Reputation: 965
I want to make trend-lines in Pandas Series.
I liked the way it was done using pandas.ols
What is the current best alternative for pandas.ols
Upvotes: 2
Views: 1419
Reputation: 2325
Below is an example using the Linear Regression package from StatsModels
This shows 1st, 2nd, and 3rd order polynomial fits for a randomly-generated dataset (using Ordinary Least Squares).
import numpy as np
import pandas as pd
import matplotlib.pyplot as plt
import statsmodels.formula.api as smf
np.random.seed(654123)
# generate a random dataset with heteroscedasticity
nobs = 1000
x = np.random.uniform(-4, 4, nobs)
y = x + 0.25 * x**2 + 0.1 * np.exp(1 + np.abs(x)) * np.random.randn(nobs)

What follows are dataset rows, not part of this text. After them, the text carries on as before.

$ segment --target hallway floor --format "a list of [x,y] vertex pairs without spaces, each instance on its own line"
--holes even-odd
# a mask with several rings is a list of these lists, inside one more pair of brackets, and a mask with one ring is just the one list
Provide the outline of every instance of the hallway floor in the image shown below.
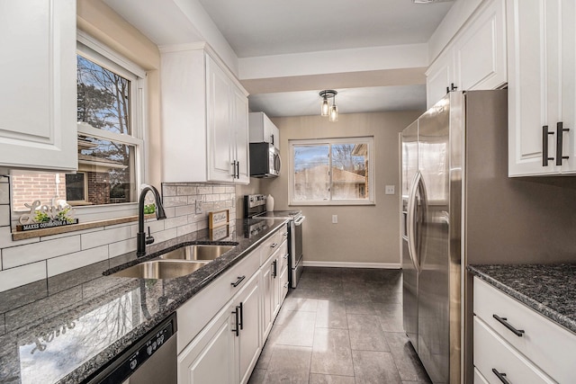
[[402,330],[401,271],[305,267],[249,384],[429,383]]

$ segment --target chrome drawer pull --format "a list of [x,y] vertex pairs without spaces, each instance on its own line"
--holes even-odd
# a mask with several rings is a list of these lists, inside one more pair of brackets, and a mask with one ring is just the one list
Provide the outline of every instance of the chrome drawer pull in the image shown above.
[[516,335],[518,337],[522,337],[522,335],[524,334],[524,330],[523,329],[516,329],[514,326],[512,326],[510,325],[510,323],[508,323],[507,321],[508,318],[500,317],[498,315],[492,315],[492,317],[494,317],[496,320],[498,320],[498,322],[500,323],[502,326],[506,326],[508,329],[512,331],[514,333],[514,335]]
[[496,368],[492,368],[492,372],[494,372],[496,377],[500,379],[500,380],[502,381],[503,384],[510,384],[510,382],[506,380],[506,373],[499,372]]
[[234,287],[238,287],[244,279],[246,279],[246,276],[238,276],[236,282],[230,282],[230,285]]

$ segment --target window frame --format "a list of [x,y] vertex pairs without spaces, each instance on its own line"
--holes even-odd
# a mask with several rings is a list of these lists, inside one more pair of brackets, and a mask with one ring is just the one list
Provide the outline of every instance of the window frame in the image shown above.
[[[76,54],[110,69],[130,81],[130,135],[120,134],[98,129],[87,123],[77,122],[77,135],[86,135],[94,138],[112,140],[121,144],[134,147],[134,173],[136,193],[140,187],[147,182],[148,147],[146,140],[148,132],[148,84],[145,69],[131,60],[116,52],[100,40],[93,38],[82,31],[76,31]],[[81,172],[81,171],[79,171]],[[87,192],[87,191],[86,191]],[[138,214],[138,195],[132,202],[102,205],[74,205],[75,217],[80,222],[114,219],[135,216]],[[20,216],[20,211],[14,211],[15,217]]]
[[[333,182],[332,172],[329,172],[330,192],[328,200],[315,201],[295,201],[294,200],[294,147],[298,146],[328,146],[328,169],[332,169],[332,146],[338,144],[366,144],[368,147],[368,198],[365,200],[333,200]],[[288,156],[288,205],[375,205],[375,165],[374,165],[374,136],[346,137],[346,138],[310,138],[310,139],[289,139],[289,156]]]

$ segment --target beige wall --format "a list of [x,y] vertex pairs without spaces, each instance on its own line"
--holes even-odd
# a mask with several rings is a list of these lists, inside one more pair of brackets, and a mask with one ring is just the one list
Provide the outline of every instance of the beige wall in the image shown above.
[[94,37],[147,72],[148,147],[146,181],[160,186],[160,52],[158,47],[101,0],[77,0],[77,28]]
[[[280,129],[283,169],[276,179],[263,179],[260,192],[274,198],[274,210],[299,209],[305,262],[400,264],[400,174],[398,133],[421,111],[340,114],[331,123],[320,116],[272,119]],[[373,206],[288,206],[289,139],[374,136],[375,201]],[[396,194],[384,194],[385,185]],[[332,215],[338,223],[332,224]],[[391,264],[391,265],[385,265]],[[373,265],[366,265],[373,266]]]

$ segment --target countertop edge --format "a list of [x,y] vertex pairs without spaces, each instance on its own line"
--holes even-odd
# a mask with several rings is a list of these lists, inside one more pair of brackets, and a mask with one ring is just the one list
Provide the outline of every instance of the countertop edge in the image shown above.
[[525,304],[526,306],[527,306],[528,308],[534,309],[535,311],[536,311],[537,313],[539,313],[540,315],[544,316],[544,317],[554,321],[554,323],[562,326],[562,327],[566,328],[567,330],[571,331],[573,334],[576,334],[576,321],[565,317],[564,315],[558,313],[557,311],[555,311],[554,309],[549,308],[548,306],[521,293],[518,292],[518,290],[514,290],[513,288],[509,287],[507,284],[504,284],[503,282],[500,282],[500,281],[494,279],[493,277],[490,276],[489,274],[476,269],[473,265],[468,265],[466,267],[466,269],[472,273],[474,276],[478,277],[479,279],[481,279],[483,281],[486,281],[487,283],[489,283],[490,285],[491,285],[492,287],[498,289],[499,290],[506,293],[507,295],[510,296],[513,299],[516,299],[517,300],[520,301],[522,304]]
[[[58,384],[72,384],[72,383],[84,382],[85,380],[94,377],[95,374],[101,371],[102,369],[108,366],[115,355],[118,355],[126,348],[129,348],[135,341],[144,336],[147,333],[148,333],[155,326],[159,325],[164,319],[166,319],[172,313],[176,313],[176,311],[182,305],[184,305],[186,301],[192,299],[195,294],[197,294],[198,292],[202,290],[204,288],[206,288],[211,282],[216,280],[220,274],[224,273],[229,268],[232,267],[233,265],[240,262],[249,253],[254,251],[261,243],[263,243],[266,239],[273,236],[274,233],[275,233],[279,228],[281,228],[282,226],[285,225],[289,220],[276,219],[275,221],[276,223],[274,223],[273,229],[271,229],[263,237],[259,237],[257,240],[252,243],[246,249],[243,249],[242,251],[240,251],[236,256],[233,257],[233,259],[223,263],[222,265],[220,265],[217,269],[217,271],[212,272],[207,276],[203,277],[197,285],[194,286],[188,291],[186,291],[182,296],[180,296],[177,299],[175,299],[173,302],[167,305],[161,313],[157,313],[148,321],[136,326],[130,332],[124,335],[122,338],[115,341],[114,343],[110,344],[108,347],[101,351],[99,353],[97,353],[88,361],[82,363],[82,365],[78,366],[74,371],[67,374],[65,377],[58,380]],[[184,244],[184,243],[182,243],[182,244]],[[173,247],[168,247],[168,248],[173,248]],[[157,252],[154,254],[158,254],[158,253]],[[153,254],[150,254],[150,255],[152,255]],[[148,259],[149,259],[148,257],[144,257],[143,259],[139,260],[138,263],[141,263]],[[127,264],[133,264],[138,263],[128,263]],[[113,268],[113,269],[116,269],[116,268]],[[133,279],[133,280],[140,281],[141,279]]]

df = pd.DataFrame({'predictor': x, 'response': y})
x1 = pd.DataFrame({'predictor': np.linspace(df.predictor.min(), df.predictor.max(), nobs)})

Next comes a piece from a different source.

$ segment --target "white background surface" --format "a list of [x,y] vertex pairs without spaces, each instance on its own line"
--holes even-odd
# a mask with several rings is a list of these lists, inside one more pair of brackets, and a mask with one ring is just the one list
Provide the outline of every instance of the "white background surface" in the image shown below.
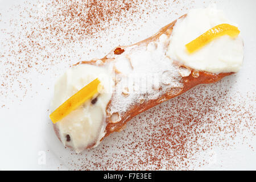
[[[35,1],[32,2],[34,3],[37,3]],[[159,5],[160,2],[161,1],[159,1]],[[122,29],[123,24],[118,25],[119,28],[106,34],[108,34],[110,38],[108,41],[104,41],[104,39],[99,41],[99,43],[102,46],[101,48],[97,48],[93,45],[88,44],[85,44],[84,47],[76,48],[77,49],[76,52],[77,54],[81,54],[81,56],[76,57],[76,55],[73,56],[73,62],[63,61],[62,63],[53,65],[48,71],[43,71],[43,73],[38,73],[35,71],[30,72],[27,73],[27,76],[31,78],[30,81],[31,86],[28,89],[26,96],[21,100],[13,96],[11,93],[9,93],[7,97],[0,96],[1,97],[0,102],[2,102],[1,103],[0,106],[5,105],[4,107],[0,107],[0,139],[1,139],[0,169],[80,169],[79,166],[81,161],[83,160],[83,156],[86,156],[86,160],[90,160],[90,156],[95,151],[92,150],[85,151],[78,156],[72,155],[71,153],[73,152],[69,149],[65,149],[55,135],[51,121],[48,118],[49,113],[47,109],[53,93],[53,86],[56,76],[65,71],[65,69],[70,65],[77,63],[80,59],[89,60],[95,57],[101,57],[112,48],[119,44],[129,44],[131,43],[134,43],[138,40],[143,40],[157,32],[165,24],[185,13],[187,11],[187,9],[206,7],[210,2],[216,2],[218,9],[225,10],[227,16],[233,22],[239,25],[241,36],[245,42],[245,61],[242,70],[236,76],[225,78],[221,84],[215,85],[214,88],[217,92],[218,86],[222,85],[229,86],[230,85],[226,83],[228,80],[230,80],[230,84],[232,85],[229,94],[235,94],[236,92],[238,91],[243,96],[243,98],[250,98],[250,100],[248,99],[247,102],[244,103],[251,107],[249,111],[253,112],[253,117],[250,118],[250,122],[253,123],[255,122],[256,25],[255,19],[256,11],[255,8],[256,1],[254,0],[205,1],[204,2],[195,1],[195,2],[189,3],[188,2],[190,1],[181,1],[178,5],[179,7],[175,7],[176,10],[175,10],[175,11],[177,13],[176,14],[166,14],[165,12],[162,12],[159,10],[158,14],[151,15],[150,18],[147,18],[145,15],[146,18],[144,18],[143,20],[146,19],[146,22],[142,21],[140,22],[139,20],[133,22],[133,27],[130,31],[124,31]],[[19,1],[19,3],[21,6],[30,6],[27,3],[22,3],[22,1]],[[7,30],[12,28],[8,24],[5,24],[4,22],[8,22],[8,20],[15,17],[15,13],[18,14],[19,9],[14,9],[11,12],[8,11],[12,5],[15,3],[17,3],[16,1],[0,1],[0,19],[1,19],[0,29],[3,27]],[[180,10],[180,7],[184,8]],[[165,8],[174,9],[171,7]],[[123,34],[122,38],[120,39],[118,35],[121,31],[123,32]],[[3,52],[1,52],[1,49],[3,48],[3,44],[7,44],[3,42],[3,34],[0,34],[1,43],[0,46],[2,46],[2,47],[0,47],[0,53]],[[67,47],[69,45],[67,45]],[[64,48],[63,51],[65,52],[65,48]],[[89,55],[83,54],[83,51],[89,52],[90,49],[92,49],[92,51]],[[2,59],[1,61],[4,61],[5,60]],[[16,61],[19,61],[18,60]],[[1,72],[5,72],[5,69],[3,67],[0,68]],[[195,91],[193,92],[196,92],[197,89],[197,88],[195,88],[193,90]],[[6,89],[8,89],[6,88]],[[210,88],[209,89],[210,90]],[[15,94],[23,95],[23,90],[20,90],[18,87],[14,90]],[[207,94],[207,92],[205,90],[201,94]],[[239,100],[239,98],[237,97],[237,99]],[[168,101],[168,104],[171,104],[171,102],[172,101]],[[234,101],[234,102],[236,102],[236,101]],[[166,103],[165,105],[166,104],[167,104]],[[148,113],[154,114],[154,109],[152,109]],[[221,110],[220,111],[220,112],[222,111]],[[145,114],[148,114],[147,113],[143,114],[142,117],[143,117]],[[143,121],[143,119],[141,119]],[[242,115],[241,119],[245,119]],[[109,150],[112,150],[111,146],[125,146],[125,143],[123,143],[125,142],[122,142],[121,139],[122,135],[127,135],[128,132],[134,132],[133,127],[136,127],[136,125],[133,123],[139,120],[138,117],[134,118],[130,121],[132,124],[128,125],[127,126],[126,131],[113,134],[108,138],[104,139],[104,145],[110,146]],[[217,122],[217,120],[218,118],[216,119],[216,122]],[[150,121],[147,121],[147,122],[150,122]],[[255,125],[256,123],[254,124],[254,126]],[[212,154],[213,158],[211,158],[211,162],[201,166],[198,164],[200,163],[200,160],[204,160],[204,152],[199,152],[197,154],[197,161],[195,162],[194,167],[190,169],[256,169],[256,152],[252,149],[256,147],[256,137],[251,136],[252,134],[250,133],[248,133],[247,135],[246,136],[243,134],[240,137],[238,134],[238,136],[233,141],[234,144],[232,148],[225,149],[223,147],[214,146],[213,153]],[[248,136],[250,139],[244,143],[238,142],[245,136]],[[131,140],[133,140],[132,138]],[[249,146],[250,147],[249,147]],[[101,144],[98,147],[98,150],[100,150],[102,147],[102,145]],[[116,148],[113,147],[114,148]],[[46,163],[42,164],[40,163],[40,156],[44,154],[46,158]],[[112,160],[111,158],[108,159]],[[71,163],[76,163],[77,166],[71,165]],[[95,169],[95,168],[88,167],[88,169]],[[111,169],[111,166],[109,166],[108,169]],[[163,169],[164,169],[163,167]]]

poly_1 = smf.ols(formula='response ~ 1 + predictor', data=df).fit()
poly_2 = smf.ols(formula='response ~ 1 + predictor + I(predictor ** 2.0)', data=df).fit()
poly_3 = smf.ols(formula='response ~ 1 + predictor + I(predictor ** 2.0) + I(predictor ** 3.0)', data=df).fit()

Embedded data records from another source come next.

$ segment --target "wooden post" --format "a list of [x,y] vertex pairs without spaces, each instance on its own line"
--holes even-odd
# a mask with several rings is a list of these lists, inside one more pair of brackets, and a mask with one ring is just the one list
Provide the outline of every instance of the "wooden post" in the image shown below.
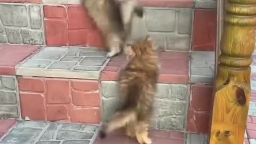
[[244,143],[251,96],[250,65],[254,48],[256,0],[226,1],[210,144]]

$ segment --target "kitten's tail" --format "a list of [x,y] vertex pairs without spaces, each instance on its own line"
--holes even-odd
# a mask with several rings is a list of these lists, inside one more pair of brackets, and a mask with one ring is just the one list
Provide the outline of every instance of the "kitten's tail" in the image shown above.
[[137,118],[137,110],[135,108],[129,108],[117,111],[112,119],[107,124],[103,125],[100,132],[100,137],[105,138],[109,133],[124,127],[131,121]]
[[136,5],[134,8],[133,11],[138,17],[141,18],[143,18],[144,15],[144,9],[142,5],[140,4]]

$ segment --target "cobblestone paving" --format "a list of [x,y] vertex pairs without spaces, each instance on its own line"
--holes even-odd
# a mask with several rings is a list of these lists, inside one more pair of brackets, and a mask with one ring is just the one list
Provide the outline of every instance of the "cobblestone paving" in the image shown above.
[[97,49],[46,47],[17,69],[17,75],[99,79],[107,53]]
[[98,128],[96,125],[21,121],[2,138],[0,143],[92,144]]

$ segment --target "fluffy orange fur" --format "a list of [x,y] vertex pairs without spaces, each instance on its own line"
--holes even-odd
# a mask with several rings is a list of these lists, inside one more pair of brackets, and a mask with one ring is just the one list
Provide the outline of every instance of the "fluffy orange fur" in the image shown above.
[[158,75],[158,54],[151,39],[126,48],[129,62],[120,73],[123,106],[103,126],[101,135],[125,127],[126,134],[139,143],[150,144],[148,129],[153,113]]

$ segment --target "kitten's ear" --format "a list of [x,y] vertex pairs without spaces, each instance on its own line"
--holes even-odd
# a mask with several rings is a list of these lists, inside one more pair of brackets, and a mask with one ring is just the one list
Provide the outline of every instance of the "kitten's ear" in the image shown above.
[[153,39],[149,35],[147,35],[146,37],[146,41],[151,42]]

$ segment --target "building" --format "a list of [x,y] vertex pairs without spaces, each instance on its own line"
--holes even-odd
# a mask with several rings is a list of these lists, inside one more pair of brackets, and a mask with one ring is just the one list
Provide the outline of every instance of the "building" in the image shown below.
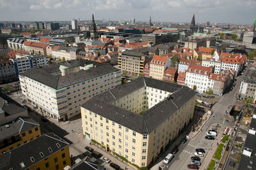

plt.figure(figsize=(9 * 1.618, 9))
plt.plot(x1.predictor, poly_1.predict(x1), 'r-',
label='1st order poly fit, $R^2$=%.2f' % poly_2.rsquared)
plt.plot(x1.predictor, poly_2.predict(x1), 'b-',
label='2nd order poly fit, $R^2$=%.2f' % poly_2.rsquared)
plt.plot(x1.predictor, poly_3.predict(x1), 'g-',
label='3rd order poly fit, $R^2$=%.2f' % poly_2.rsquared)
plt.plot(x, y, 'o', alpha=0.2)
plt.legend(loc="upper center", fontsize=14)
scipy.stats.linregress is another good option you could explore.
Upvotes: 2